Assignment 1 Solutions: Introductory material

How does geographic analysis fit into your goals for your research? Given our discussion of the aims and limitations of geographic analysis, are there particular issues that you would like to know more about or guard against?

Almost all of my research has to do with geographic analysis and basic geographic concepts. I suppose that’s why I teach this course. For me, one of the biggest challenges is figuring out how to a) choose a scale of analysis that matches the scale of the phenomena that I’m interested in and b) reconcile the fact that most of the data I have access to was rarely collected at that specific scale. I’m constantly looking for new methods to try and determine if and when my results are dependent upon some arbitrary choice of extent and resolution.

What are the primary components that describe spatial data?

I would say that the primary components are the coordinate reference system (because it helps us understand where we actually are on Earth), the extent of the data (because that helps me know what scale we’re working with and the size of the computational probelem), the resolution (same reason as extent), the geometry, and spatial support. I don’t think about this last one often enough, but it really is the key to honest interpretation of the spatial data that you have.

What is the coordinate reference system and why is it important

The CRS consists of the information necessary to locate points in 2 or 3 dimensional space. Coordinates are only meaningful in the context of a CRS (i.e., (2,2) could describe any number of places in the world - we need to know the origin and the datum to actually know where that is). The CRS becomes particularly important when we need to align datasets that were not collected in the same CRS originally or when we need to transfer locations from the globe to a flat surface (e.g., map, screen, etc).

Find two maps of the same area in different projections? How does the projection affect your perception of the data being displayed?

Here’s a fun article on projections that shows what i’m talking about!

Read in the cejst.shp file in the assignment01 folder. How many attributes describe each object? How many unique geometries are there? What is the coordinate reference system?

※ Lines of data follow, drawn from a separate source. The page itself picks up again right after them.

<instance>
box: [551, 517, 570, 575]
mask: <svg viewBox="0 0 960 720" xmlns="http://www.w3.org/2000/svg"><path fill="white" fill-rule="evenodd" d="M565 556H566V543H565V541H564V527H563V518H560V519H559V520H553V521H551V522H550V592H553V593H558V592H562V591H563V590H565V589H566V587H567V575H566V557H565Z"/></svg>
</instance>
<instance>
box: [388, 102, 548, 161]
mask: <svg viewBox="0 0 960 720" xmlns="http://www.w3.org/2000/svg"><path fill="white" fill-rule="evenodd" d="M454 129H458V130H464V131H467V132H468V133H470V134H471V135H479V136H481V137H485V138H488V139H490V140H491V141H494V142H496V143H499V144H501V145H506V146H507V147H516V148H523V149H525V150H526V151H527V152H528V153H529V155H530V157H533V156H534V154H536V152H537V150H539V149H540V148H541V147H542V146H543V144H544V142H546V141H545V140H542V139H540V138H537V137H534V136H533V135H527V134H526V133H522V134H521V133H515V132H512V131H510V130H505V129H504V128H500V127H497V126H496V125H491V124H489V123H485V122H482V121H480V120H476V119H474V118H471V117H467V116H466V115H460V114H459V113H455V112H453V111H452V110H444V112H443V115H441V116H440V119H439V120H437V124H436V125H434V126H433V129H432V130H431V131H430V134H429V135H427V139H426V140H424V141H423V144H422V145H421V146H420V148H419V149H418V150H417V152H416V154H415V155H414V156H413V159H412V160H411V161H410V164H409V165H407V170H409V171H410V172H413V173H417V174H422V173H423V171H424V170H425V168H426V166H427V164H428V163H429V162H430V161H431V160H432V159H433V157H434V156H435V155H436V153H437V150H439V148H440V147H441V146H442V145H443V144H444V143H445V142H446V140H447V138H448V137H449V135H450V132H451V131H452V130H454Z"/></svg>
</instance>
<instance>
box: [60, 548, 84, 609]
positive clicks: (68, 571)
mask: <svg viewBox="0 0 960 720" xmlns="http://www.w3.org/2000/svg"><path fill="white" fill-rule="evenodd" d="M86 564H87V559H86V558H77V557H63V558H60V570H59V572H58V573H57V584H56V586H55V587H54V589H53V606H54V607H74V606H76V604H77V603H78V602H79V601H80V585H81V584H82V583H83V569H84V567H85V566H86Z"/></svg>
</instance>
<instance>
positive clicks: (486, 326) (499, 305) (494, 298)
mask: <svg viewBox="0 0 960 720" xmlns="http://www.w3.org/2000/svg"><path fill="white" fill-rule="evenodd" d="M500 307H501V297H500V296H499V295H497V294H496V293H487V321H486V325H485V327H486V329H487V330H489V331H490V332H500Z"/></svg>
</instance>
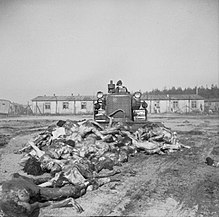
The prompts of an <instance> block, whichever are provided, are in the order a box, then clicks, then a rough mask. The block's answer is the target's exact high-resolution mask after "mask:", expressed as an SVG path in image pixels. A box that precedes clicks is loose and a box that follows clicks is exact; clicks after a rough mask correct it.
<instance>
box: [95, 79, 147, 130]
mask: <svg viewBox="0 0 219 217" xmlns="http://www.w3.org/2000/svg"><path fill="white" fill-rule="evenodd" d="M141 97H142V93H141V92H140V91H136V92H134V93H130V92H129V91H128V90H127V88H126V87H124V86H122V82H121V80H119V81H118V82H117V87H116V85H115V83H113V81H112V80H110V83H109V84H108V93H107V94H104V93H103V92H102V91H98V92H97V94H96V101H95V102H94V120H95V121H97V122H98V123H100V124H107V123H109V122H110V121H113V122H122V123H127V124H128V125H130V126H132V125H136V126H140V125H144V124H145V123H146V122H147V106H148V105H147V103H146V102H145V101H144V100H142V98H141Z"/></svg>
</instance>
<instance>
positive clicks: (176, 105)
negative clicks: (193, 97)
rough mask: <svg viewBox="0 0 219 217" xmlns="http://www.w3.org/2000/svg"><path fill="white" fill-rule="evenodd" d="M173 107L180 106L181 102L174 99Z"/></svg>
mask: <svg viewBox="0 0 219 217" xmlns="http://www.w3.org/2000/svg"><path fill="white" fill-rule="evenodd" d="M173 108H174V109H177V108H179V102H178V101H173Z"/></svg>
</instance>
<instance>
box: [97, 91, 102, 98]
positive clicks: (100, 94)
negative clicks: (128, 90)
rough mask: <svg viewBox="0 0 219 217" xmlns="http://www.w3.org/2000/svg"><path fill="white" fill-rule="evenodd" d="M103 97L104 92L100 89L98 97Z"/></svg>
mask: <svg viewBox="0 0 219 217" xmlns="http://www.w3.org/2000/svg"><path fill="white" fill-rule="evenodd" d="M102 97H103V92H101V91H98V92H97V98H98V99H101V98H102Z"/></svg>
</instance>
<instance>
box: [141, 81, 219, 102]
mask: <svg viewBox="0 0 219 217" xmlns="http://www.w3.org/2000/svg"><path fill="white" fill-rule="evenodd" d="M196 93H198V95H200V96H202V97H204V98H207V99H208V98H219V88H218V87H217V85H214V84H212V85H211V87H210V88H209V87H208V86H206V87H203V86H200V87H193V88H191V87H187V88H184V89H183V88H181V87H177V88H176V87H172V88H169V89H167V88H164V89H163V90H159V89H153V90H151V91H146V92H144V93H143V94H146V95H147V94H154V95H157V94H161V95H167V94H196Z"/></svg>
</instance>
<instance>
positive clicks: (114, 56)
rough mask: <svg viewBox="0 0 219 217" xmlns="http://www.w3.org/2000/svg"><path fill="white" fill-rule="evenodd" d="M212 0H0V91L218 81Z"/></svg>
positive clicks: (84, 92) (181, 83)
mask: <svg viewBox="0 0 219 217" xmlns="http://www.w3.org/2000/svg"><path fill="white" fill-rule="evenodd" d="M218 13H219V6H218V0H69V1H68V0H61V1H60V0H0V75H1V78H0V98H3V99H8V100H11V101H14V102H18V103H27V101H31V99H32V98H34V97H36V96H38V95H53V94H54V93H55V94H56V95H70V94H71V93H73V94H78V93H79V94H81V95H93V94H96V92H97V91H98V90H103V91H106V90H107V83H108V82H109V81H110V80H113V81H114V82H116V81H117V80H119V79H121V80H122V81H123V84H124V85H125V86H127V87H128V89H129V90H130V91H136V90H141V91H147V90H152V89H155V88H159V89H163V88H164V87H167V88H169V87H172V86H175V87H179V86H181V87H183V88H184V87H189V86H190V87H194V86H197V85H198V86H200V85H203V86H206V85H208V86H210V85H211V84H217V85H218V82H219V81H218V73H219V64H218V62H219V55H218V53H219V52H218V50H219V42H218V40H219V23H218V22H219V21H218Z"/></svg>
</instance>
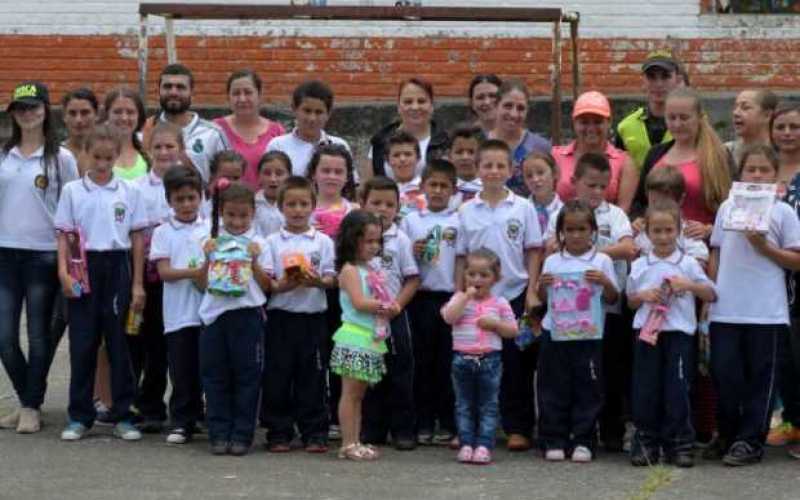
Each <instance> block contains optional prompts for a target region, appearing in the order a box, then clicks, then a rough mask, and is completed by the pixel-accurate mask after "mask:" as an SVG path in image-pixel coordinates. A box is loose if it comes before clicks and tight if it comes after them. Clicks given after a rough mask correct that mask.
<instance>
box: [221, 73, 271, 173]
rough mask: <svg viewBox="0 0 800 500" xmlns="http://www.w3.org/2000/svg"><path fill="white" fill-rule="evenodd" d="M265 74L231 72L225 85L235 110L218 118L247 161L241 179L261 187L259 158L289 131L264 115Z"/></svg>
mask: <svg viewBox="0 0 800 500" xmlns="http://www.w3.org/2000/svg"><path fill="white" fill-rule="evenodd" d="M262 88H263V84H262V81H261V77H260V76H258V74H257V73H256V72H255V71H253V70H251V69H241V70H238V71H234V72H233V73H231V76H229V77H228V82H227V84H226V85H225V89H226V92H227V93H228V105H229V106H230V108H231V111H232V113H231V114H229V115H227V116H223V117H220V118H217V119H215V120H214V123H216V124H217V125H219V127H220V128H221V129H222V131H223V133H224V134H225V137H227V139H228V143H229V144H230V145H231V146H232V147H233V149H235V150H236V151H238V152H239V154H241V155H242V156H243V157H244V159H245V160H246V161H247V165H246V166H245V170H244V175H243V176H242V178H241V180H242V181H243V182H244V183H246V184H247V185H249V186H250V187H252V188H253V189H258V187H259V186H258V161H259V159H260V158H261V156H262V155H263V154H264V152H265V151H266V150H267V145H269V143H270V141H272V139H274V138H275V137H278V136H279V135H283V134H284V133H285V132H286V131H285V130H284V128H283V125H281V124H280V123H278V122H274V121H272V120H268V119H266V118H264V117H263V116H261V91H262Z"/></svg>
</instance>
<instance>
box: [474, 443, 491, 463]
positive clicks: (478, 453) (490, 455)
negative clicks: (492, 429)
mask: <svg viewBox="0 0 800 500" xmlns="http://www.w3.org/2000/svg"><path fill="white" fill-rule="evenodd" d="M472 463H473V464H476V465H488V464H490V463H492V452H491V451H489V449H488V448H487V447H485V446H478V447H477V448H475V453H473V454H472Z"/></svg>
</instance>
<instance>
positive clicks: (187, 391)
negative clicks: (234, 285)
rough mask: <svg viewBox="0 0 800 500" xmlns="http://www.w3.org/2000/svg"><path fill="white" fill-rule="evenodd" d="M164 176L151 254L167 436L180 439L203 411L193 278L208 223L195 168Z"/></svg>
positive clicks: (198, 263)
mask: <svg viewBox="0 0 800 500" xmlns="http://www.w3.org/2000/svg"><path fill="white" fill-rule="evenodd" d="M163 181H164V190H165V192H166V197H167V200H169V205H170V207H171V208H172V215H171V216H170V217H169V219H168V220H167V221H166V222H165V223H163V224H161V225H160V226H158V227H157V228H156V230H155V231H154V232H153V239H152V241H151V244H150V260H151V261H153V262H155V264H156V266H157V267H158V274H159V276H160V277H161V279H162V280H163V281H164V292H163V298H162V303H163V309H162V310H163V312H164V334H165V336H166V341H167V358H168V366H169V375H170V380H171V382H172V394H171V395H170V400H169V412H170V427H171V428H170V431H169V433H168V434H167V438H166V441H167V443H171V444H183V443H185V442H186V441H188V440H189V439H191V437H192V434H193V433H194V432H195V431H196V427H195V426H196V424H197V422H198V421H199V420H200V419H201V418H202V415H203V399H202V396H203V392H202V389H201V387H200V367H199V348H198V345H199V344H198V342H199V339H200V333H201V331H202V321H201V320H200V314H199V309H200V301H201V300H202V299H203V294H202V292H201V291H200V289H199V288H198V287H197V285H196V282H200V283H202V280H203V270H204V268H203V262H204V261H205V254H204V253H203V249H202V247H201V242H202V241H203V240H205V239H206V238H207V237H208V224H207V223H206V221H204V220H203V219H202V218H201V217H200V214H199V210H200V202H201V200H202V193H203V187H202V178H201V177H200V176H199V175H198V174H197V173H196V172H195V171H193V170H190V169H188V168H186V167H183V166H177V167H172V168H170V169H169V170H168V171H167V172H166V173H165V174H164V178H163Z"/></svg>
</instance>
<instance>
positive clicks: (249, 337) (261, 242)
mask: <svg viewBox="0 0 800 500" xmlns="http://www.w3.org/2000/svg"><path fill="white" fill-rule="evenodd" d="M223 234H227V232H226V231H225V230H224V228H221V229H220V235H223ZM240 236H241V237H244V238H246V239H248V240H250V241H251V242H253V243H256V244H257V245H258V246H259V247H260V248H261V254H260V255H259V256H258V258H257V265H259V266H261V267H262V268H266V267H267V265H268V264H269V260H268V258H267V253H266V252H265V251H264V249H265V248H266V242H265V241H264V239H263V238H261V237H259V236H258V235H257V234H256V231H255V229H254V228H252V227H251V228H250V229H249V230H247V231H246V232H245V233H243V234H241V235H240ZM203 244H205V242H204V243H203ZM266 301H267V299H266V296H265V295H264V291H263V290H262V289H261V286H260V285H259V284H258V282H257V281H256V279H255V277H251V279H250V280H249V282H248V283H247V290H246V292H245V294H244V295H242V296H240V297H232V296H219V295H212V294H210V293H208V291H206V293H205V294H203V298H202V300H201V301H200V309H199V314H200V319H201V321H202V322H203V325H204V326H205V331H203V334H202V335H201V336H200V342H199V346H200V379H201V381H202V385H203V389H204V390H205V394H206V416H207V421H208V437H209V440H210V441H211V442H212V443H214V442H230V443H238V444H250V443H252V442H253V434H254V433H255V423H256V415H257V413H258V398H259V395H260V392H261V370H262V366H263V359H264V355H263V336H264V333H263V332H264V311H263V309H262V307H263V305H264V304H265V303H266Z"/></svg>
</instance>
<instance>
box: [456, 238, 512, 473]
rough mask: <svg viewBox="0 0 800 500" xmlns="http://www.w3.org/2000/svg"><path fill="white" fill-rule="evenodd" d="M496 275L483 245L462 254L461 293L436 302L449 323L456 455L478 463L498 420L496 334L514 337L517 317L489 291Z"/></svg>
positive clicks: (502, 337) (486, 449)
mask: <svg viewBox="0 0 800 500" xmlns="http://www.w3.org/2000/svg"><path fill="white" fill-rule="evenodd" d="M499 280H500V259H499V258H498V257H497V254H495V253H494V252H492V251H491V250H488V249H486V248H481V249H478V250H474V251H472V252H470V253H469V254H467V258H466V268H465V270H464V285H465V286H466V292H461V291H459V292H456V293H455V295H453V297H452V298H451V299H450V301H449V302H448V303H447V304H445V306H444V307H442V317H443V318H444V320H445V321H446V322H447V323H448V324H450V325H453V350H454V351H455V352H454V354H453V368H452V373H453V386H454V389H455V393H456V422H457V426H458V441H459V443H460V445H461V449H460V450H459V451H458V456H457V460H458V461H459V462H462V463H475V464H479V465H483V464H488V463H491V462H492V450H493V449H494V442H495V433H496V430H497V422H498V419H499V415H500V412H499V408H498V399H499V395H500V378H501V377H500V374H501V373H502V371H503V360H502V357H501V354H502V350H503V344H502V341H501V339H502V338H514V337H516V336H517V333H518V328H517V322H516V320H515V318H514V313H513V311H512V310H511V306H510V305H509V303H508V301H507V300H506V299H504V298H503V297H495V296H493V295H492V286H494V284H495V283H497V282H498V281H499Z"/></svg>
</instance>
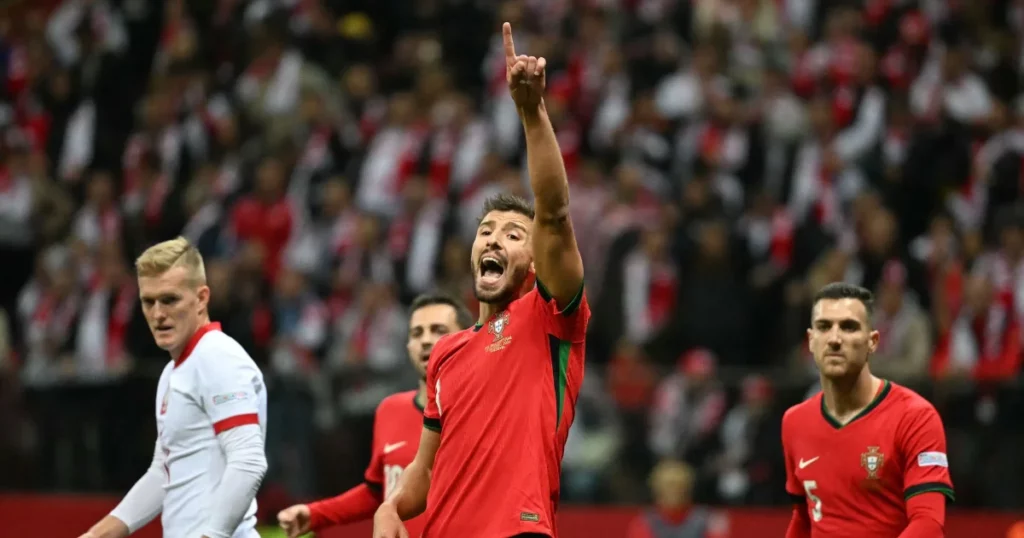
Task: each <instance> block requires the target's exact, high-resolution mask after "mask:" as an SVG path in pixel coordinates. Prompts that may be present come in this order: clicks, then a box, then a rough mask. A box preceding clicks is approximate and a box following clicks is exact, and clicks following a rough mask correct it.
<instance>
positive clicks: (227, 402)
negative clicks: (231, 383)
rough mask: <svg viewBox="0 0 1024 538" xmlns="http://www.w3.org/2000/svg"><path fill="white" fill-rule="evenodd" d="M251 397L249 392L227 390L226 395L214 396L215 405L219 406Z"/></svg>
mask: <svg viewBox="0 0 1024 538" xmlns="http://www.w3.org/2000/svg"><path fill="white" fill-rule="evenodd" d="M248 398H249V392H243V391H238V392H227V394H226V395H217V396H215V397H213V405H215V406H219V405H221V404H226V403H228V402H237V401H239V400H246V399H248Z"/></svg>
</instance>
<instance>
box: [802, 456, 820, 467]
mask: <svg viewBox="0 0 1024 538" xmlns="http://www.w3.org/2000/svg"><path fill="white" fill-rule="evenodd" d="M820 457H821V456H814V457H813V458H811V459H808V460H805V459H804V458H800V462H799V463H798V465H799V466H800V468H804V467H806V466H808V465H810V464H811V463H814V462H815V461H817V460H818V458H820Z"/></svg>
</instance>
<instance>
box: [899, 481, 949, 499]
mask: <svg viewBox="0 0 1024 538" xmlns="http://www.w3.org/2000/svg"><path fill="white" fill-rule="evenodd" d="M930 492H935V493H941V494H942V495H944V496H945V497H946V498H947V499H949V500H950V501H955V500H956V495H955V494H954V492H953V487H952V486H950V485H948V484H946V483H944V482H926V483H924V484H918V485H915V486H910V487H909V488H907V489H906V490H904V491H903V500H904V501H905V500H907V499H909V498H910V497H915V496H918V495H921V494H922V493H930Z"/></svg>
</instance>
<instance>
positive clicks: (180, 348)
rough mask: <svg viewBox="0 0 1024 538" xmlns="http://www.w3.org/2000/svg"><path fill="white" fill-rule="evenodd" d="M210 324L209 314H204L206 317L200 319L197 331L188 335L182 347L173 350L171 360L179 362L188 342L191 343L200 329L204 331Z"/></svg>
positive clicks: (186, 345)
mask: <svg viewBox="0 0 1024 538" xmlns="http://www.w3.org/2000/svg"><path fill="white" fill-rule="evenodd" d="M209 324H210V315H209V314H204V315H202V316H200V317H199V325H197V326H196V329H195V330H194V331H193V332H191V333H190V334H189V335H188V337H187V338H185V341H183V342H181V345H179V346H178V347H177V348H175V349H171V360H173V361H177V360H178V359H180V358H181V354H182V353H184V350H185V347H187V346H188V342H190V341H191V338H193V336H195V335H196V333H197V332H198V331H199V330H200V329H202V328H203V327H206V326H207V325H209Z"/></svg>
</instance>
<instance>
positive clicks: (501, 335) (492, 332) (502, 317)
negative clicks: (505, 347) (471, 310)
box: [486, 311, 512, 353]
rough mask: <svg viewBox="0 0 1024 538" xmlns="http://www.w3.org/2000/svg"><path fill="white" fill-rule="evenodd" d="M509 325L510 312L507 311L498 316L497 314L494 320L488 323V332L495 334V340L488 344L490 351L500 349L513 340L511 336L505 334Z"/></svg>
mask: <svg viewBox="0 0 1024 538" xmlns="http://www.w3.org/2000/svg"><path fill="white" fill-rule="evenodd" d="M508 326H509V313H508V311H505V312H503V313H501V314H499V315H498V316H495V319H494V320H490V322H488V323H487V333H489V334H492V335H494V337H495V341H493V342H490V344H488V345H487V347H486V349H487V351H488V353H495V351H500V350H502V349H504V348H505V346H506V345H508V344H509V342H511V341H512V337H511V336H505V335H504V332H505V329H507V328H508Z"/></svg>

I can read in the data using st_read or read_sf

```{r}
#| message: false
library(sf)

cejst.sf <- read_sf("data/opt/data/2023/assignment01/cejst_nw.shp")
cejst.st <- st_read("data/opt/data/2023/assignment01/cejst_nw.shp")
```

Reading layer `cejst_nw' from data source 
  `/Users/mattwilliamson/Websites/isdrfall23/assignment/data/opt/data/2023/assignment01/cejst_nw.shp' 
  using driver `ESRI Shapefile'
Simple feature collection with 2590 features and 123 fields (with 19 geometries empty)
Geometry type: MULTIPOLYGON
Dimension:     XY
Bounding box:  xmin: -124.7625 ymin: 41.988 xmax: -111.0435 ymax: 49.00249
Geodetic CRS:  WGS 84

You can inspect the differences between the resulting object classes by calling class

```{r}
#| message: false
library(sf)

class(cejst.sf)
class(cejst.st)
```

[1] "sf"         "tbl_df"     "tbl"        "data.frame"
[1] "sf"         "data.frame"

You’ll notice that using st_read assigns the object to an sf and data.frame class meaning that functions defined for those two classes will work. Alternatively, read_sf assigns the object to sf, tbl_df, tbl, and data.frame classes meaning that a much broader set of functions can be run on the cejst.sf object.

Because the data are in wide format, we can assume that there is only 1 observation for each location (because sf requires that there is a geometry entry for every observation (even if it’s empty)). Probably the easiest way to get the number of observations is:

```{r}
nrow(cejst.sf)
```

[1] 2590

Similarly, if we wanted to know how many attributes are collected for each observation we could use ncol:

```{r}
ncol(cejst.sf)
```

[1] 124

Note that these are really only approximate estimates. There’s usually a lot of extra ID-style columns in spatial data such that the number of columns with useful information is less than the total number of columns, but we won’t worry about that for now.